# Probabilistic Learning for Geological Modeling

Problem: model geology deep underground.
Data: measurements from sparse wells.

One deterministic answer is not an option!

# Probabilistic Learning for Black Box Optimization

Problem: where to evaluate the black box function next to minimize it.

We can learn the unknown function but we also need to quantify uncertainty.

# Gaussian Processes

Definition. A Gaussian process is random function $f : X \times \Omega \to \R$ such that for any $x_1,..,x_n$, the vector $f(x_1),..,f(x_n)$ is multivariate Gaussian.
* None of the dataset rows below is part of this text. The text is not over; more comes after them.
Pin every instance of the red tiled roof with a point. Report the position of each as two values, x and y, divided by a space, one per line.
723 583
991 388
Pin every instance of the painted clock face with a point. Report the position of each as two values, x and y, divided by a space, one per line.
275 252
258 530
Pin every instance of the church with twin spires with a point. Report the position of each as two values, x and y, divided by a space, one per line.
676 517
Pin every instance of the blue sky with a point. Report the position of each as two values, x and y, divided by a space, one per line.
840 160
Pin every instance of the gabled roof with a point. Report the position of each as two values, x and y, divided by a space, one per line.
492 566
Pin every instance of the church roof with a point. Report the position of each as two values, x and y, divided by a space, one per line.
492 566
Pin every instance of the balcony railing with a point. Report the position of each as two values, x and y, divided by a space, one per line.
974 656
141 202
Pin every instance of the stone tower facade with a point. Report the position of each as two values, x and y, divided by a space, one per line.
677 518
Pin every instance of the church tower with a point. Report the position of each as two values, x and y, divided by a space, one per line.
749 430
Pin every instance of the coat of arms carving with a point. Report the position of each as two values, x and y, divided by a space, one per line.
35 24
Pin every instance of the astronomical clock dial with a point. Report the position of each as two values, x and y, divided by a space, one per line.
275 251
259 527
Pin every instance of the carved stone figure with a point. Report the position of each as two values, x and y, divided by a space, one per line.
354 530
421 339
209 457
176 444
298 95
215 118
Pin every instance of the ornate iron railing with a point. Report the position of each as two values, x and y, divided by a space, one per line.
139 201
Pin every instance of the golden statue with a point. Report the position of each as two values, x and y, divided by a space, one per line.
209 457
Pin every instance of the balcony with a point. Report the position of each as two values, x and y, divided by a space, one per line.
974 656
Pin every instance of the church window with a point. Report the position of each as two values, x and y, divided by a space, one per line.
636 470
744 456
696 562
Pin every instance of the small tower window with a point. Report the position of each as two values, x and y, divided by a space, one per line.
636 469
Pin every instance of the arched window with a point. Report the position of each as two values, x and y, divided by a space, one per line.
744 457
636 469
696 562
The distribution of a Gaussian process is characterized by

• a mean function $m(x) = \E(f(x))$,
• a kernel (covariance) function $k(x, x') = \Cov(f(x), f(x'))$,

Notation: $f \~ \f{GP}(m, k)$.

# Gaussian Process Regression

Takes

• a prior Gaussian Process $\f{GP}(m, k)$
• and data $(x_1, y_1), .., (x_n, y_n) \in X \x \R$,

giving the posterior Gaussian process $\f{GP}(\tilde{m}, \tilde{k})$.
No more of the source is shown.